RKIP is a multifunctional protein that is involved in many physiological processes, being considered a well-established metastasis suppressor in several tumour types. Despite the well-defined roles for RKIP in cancer, its function within the immune system is little understood. In this review, the relationship between RKIP and the immune system was elucidated, and it was possible to establish that RKIP has a role in the modulation of components of the tumour microenvironment, mainly by controlling the infiltration of specific immune cells and secretion of pro-metastatic factors. Besides that, RKIP demonstrated to have an important role in inflammation, mainly through interactions with several signalling molecules and modulation of cytokines production, both in inflammatory pathologies and cancer.

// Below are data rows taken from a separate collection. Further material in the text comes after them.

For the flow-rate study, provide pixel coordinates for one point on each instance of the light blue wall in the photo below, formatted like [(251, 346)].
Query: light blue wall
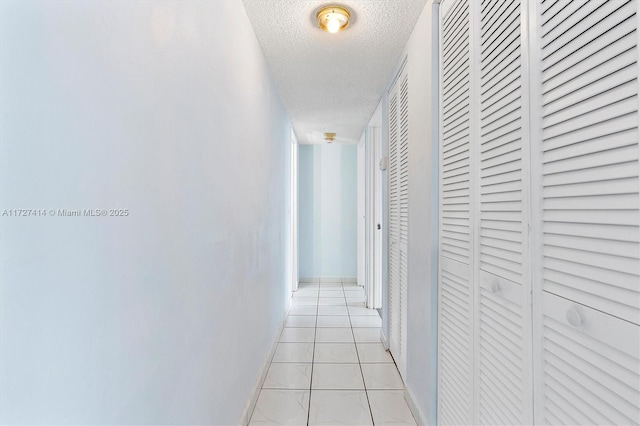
[(166, 109), (327, 211)]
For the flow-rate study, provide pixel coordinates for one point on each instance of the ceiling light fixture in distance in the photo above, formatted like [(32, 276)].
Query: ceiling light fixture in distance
[(333, 18)]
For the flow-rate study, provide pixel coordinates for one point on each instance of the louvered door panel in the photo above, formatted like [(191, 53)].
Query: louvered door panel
[(455, 224), (503, 367), (455, 360), (591, 366), (403, 174), (501, 223), (394, 222), (589, 206), (590, 157)]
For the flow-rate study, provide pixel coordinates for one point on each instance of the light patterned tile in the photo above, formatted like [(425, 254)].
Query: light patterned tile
[(334, 335), (333, 321), (288, 376), (337, 376), (390, 408), (281, 407), (298, 334), (366, 321), (367, 334), (381, 376), (332, 408), (300, 321), (335, 353), (373, 353), (332, 310), (303, 310), (293, 352)]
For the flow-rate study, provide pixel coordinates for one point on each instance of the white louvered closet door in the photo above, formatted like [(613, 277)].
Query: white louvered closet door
[(455, 303), (503, 303), (587, 178), (398, 217)]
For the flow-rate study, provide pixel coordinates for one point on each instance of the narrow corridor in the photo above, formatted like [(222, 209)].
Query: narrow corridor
[(329, 366)]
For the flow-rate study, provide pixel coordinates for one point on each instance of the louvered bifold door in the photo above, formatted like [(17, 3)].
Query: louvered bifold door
[(394, 225), (455, 300), (403, 213), (587, 161), (503, 322)]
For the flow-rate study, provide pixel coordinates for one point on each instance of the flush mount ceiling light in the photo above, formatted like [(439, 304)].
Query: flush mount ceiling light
[(329, 137), (333, 18)]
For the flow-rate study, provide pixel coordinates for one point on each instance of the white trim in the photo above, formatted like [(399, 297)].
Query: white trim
[(418, 415), (362, 208), (255, 393), (384, 340), (293, 211)]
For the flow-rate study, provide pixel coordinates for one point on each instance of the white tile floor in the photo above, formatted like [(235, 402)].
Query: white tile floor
[(329, 367)]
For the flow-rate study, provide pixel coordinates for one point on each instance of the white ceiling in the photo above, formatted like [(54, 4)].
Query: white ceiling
[(332, 82)]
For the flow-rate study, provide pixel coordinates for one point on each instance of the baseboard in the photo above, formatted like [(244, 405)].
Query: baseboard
[(417, 414), (384, 340), (248, 410), (331, 279), (349, 280)]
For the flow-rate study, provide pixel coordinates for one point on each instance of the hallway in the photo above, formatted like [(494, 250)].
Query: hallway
[(329, 366), (171, 170)]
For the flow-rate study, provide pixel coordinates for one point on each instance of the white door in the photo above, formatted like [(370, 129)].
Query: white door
[(540, 213), (587, 189), (398, 217), (373, 237), (293, 210), (455, 301)]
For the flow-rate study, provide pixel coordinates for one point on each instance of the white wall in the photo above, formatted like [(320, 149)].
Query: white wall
[(327, 211), (165, 109), (421, 51)]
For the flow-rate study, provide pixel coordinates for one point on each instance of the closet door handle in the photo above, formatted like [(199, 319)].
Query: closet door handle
[(574, 318)]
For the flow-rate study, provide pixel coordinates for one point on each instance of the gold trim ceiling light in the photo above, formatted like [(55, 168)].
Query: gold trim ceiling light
[(329, 137), (333, 18)]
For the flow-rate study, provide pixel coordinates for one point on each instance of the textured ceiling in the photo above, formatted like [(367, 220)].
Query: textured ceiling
[(332, 82)]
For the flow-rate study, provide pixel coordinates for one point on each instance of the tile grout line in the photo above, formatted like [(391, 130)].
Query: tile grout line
[(364, 384), (313, 357)]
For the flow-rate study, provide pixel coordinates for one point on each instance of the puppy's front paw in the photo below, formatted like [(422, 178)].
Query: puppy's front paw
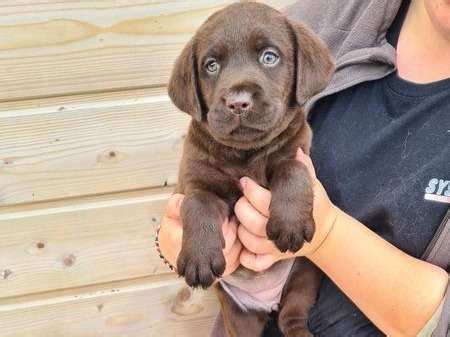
[(200, 267), (289, 227)]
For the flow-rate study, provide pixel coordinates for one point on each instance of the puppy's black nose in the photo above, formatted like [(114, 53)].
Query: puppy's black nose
[(239, 103)]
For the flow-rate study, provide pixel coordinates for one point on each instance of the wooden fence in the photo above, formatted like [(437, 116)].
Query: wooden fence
[(89, 149)]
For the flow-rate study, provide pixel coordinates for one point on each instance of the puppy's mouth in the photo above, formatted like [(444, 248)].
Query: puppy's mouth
[(244, 132)]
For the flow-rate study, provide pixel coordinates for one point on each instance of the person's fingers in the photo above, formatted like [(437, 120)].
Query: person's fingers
[(306, 160), (254, 243), (229, 234), (250, 218), (232, 258), (256, 262), (174, 205), (258, 196)]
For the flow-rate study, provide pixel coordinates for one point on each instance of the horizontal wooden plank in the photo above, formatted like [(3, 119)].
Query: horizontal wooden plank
[(50, 48), (141, 308), (90, 144), (65, 244)]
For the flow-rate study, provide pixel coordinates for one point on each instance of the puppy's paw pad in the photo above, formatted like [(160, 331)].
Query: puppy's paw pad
[(290, 234), (200, 269)]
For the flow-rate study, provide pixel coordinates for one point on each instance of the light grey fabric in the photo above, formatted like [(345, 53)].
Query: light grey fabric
[(355, 32)]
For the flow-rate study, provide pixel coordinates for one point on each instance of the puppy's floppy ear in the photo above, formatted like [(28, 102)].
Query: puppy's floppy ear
[(184, 88), (315, 65)]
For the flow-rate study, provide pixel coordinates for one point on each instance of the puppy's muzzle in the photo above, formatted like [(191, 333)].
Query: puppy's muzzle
[(239, 103)]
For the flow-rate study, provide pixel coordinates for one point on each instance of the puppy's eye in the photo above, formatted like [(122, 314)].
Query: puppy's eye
[(269, 58), (212, 66)]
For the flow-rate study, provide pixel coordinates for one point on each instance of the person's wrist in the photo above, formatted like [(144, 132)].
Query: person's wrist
[(164, 246), (322, 232)]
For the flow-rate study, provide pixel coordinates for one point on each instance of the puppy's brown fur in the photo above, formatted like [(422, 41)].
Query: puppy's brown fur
[(259, 141)]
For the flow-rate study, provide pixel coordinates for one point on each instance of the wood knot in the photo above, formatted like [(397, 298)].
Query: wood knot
[(69, 260), (187, 302)]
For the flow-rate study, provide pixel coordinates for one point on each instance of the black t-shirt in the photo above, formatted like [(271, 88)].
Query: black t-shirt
[(382, 151)]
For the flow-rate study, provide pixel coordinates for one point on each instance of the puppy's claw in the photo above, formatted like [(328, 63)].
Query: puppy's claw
[(200, 269)]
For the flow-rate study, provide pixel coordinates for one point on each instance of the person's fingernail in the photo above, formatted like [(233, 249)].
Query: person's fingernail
[(178, 201), (243, 182)]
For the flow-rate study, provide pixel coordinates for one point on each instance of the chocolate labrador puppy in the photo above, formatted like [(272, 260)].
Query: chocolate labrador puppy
[(244, 78)]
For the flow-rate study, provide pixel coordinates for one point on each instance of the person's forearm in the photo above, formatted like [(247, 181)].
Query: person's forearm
[(397, 292)]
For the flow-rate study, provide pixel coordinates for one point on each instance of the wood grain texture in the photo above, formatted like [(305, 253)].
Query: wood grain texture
[(138, 308), (50, 48), (78, 242), (90, 144)]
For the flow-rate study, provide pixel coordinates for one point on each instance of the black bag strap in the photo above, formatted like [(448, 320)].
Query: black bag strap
[(438, 251)]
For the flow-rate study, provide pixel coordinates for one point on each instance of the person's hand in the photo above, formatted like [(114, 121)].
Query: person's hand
[(252, 210), (171, 234)]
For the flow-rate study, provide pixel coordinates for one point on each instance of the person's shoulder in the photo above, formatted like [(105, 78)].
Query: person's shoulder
[(322, 14)]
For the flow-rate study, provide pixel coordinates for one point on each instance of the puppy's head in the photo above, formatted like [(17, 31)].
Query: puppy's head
[(245, 73)]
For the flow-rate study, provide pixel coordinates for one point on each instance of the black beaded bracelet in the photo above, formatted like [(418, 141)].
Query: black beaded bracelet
[(158, 249)]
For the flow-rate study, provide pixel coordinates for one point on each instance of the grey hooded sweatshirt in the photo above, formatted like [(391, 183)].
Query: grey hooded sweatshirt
[(355, 31)]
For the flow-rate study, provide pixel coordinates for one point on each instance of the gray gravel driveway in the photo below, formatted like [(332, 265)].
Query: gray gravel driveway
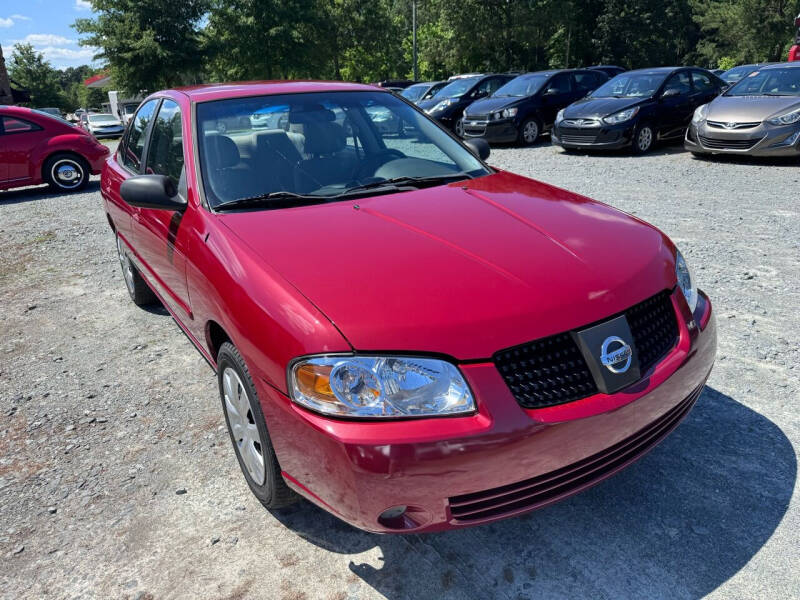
[(117, 479)]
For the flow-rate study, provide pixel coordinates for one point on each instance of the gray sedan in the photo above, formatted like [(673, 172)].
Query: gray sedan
[(759, 116)]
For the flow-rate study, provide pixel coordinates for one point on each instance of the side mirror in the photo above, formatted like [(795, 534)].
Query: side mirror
[(152, 191), (479, 147)]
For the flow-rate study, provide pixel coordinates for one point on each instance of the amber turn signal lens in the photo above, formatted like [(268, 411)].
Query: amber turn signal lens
[(315, 381)]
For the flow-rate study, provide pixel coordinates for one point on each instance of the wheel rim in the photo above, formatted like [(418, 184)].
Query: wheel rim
[(66, 173), (530, 132), (242, 425), (645, 138), (126, 264)]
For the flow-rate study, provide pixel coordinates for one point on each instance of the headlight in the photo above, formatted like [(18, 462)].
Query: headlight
[(685, 281), (380, 386), (621, 116), (700, 114), (787, 119)]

In addition, RKIP showed to be involved in the modulation of several immunomodulatory drugs, mainly by mechanism of cells sensitization to apoptosis. In conclusion, the role of RKIP as an immunomodulator is evident, however a better understanding of its function in the immune system and its implications in the neoplastic context can be relevant for the development of therapies targeting RKIP function in tumour microenvironment, inflammation and immunosurveillance.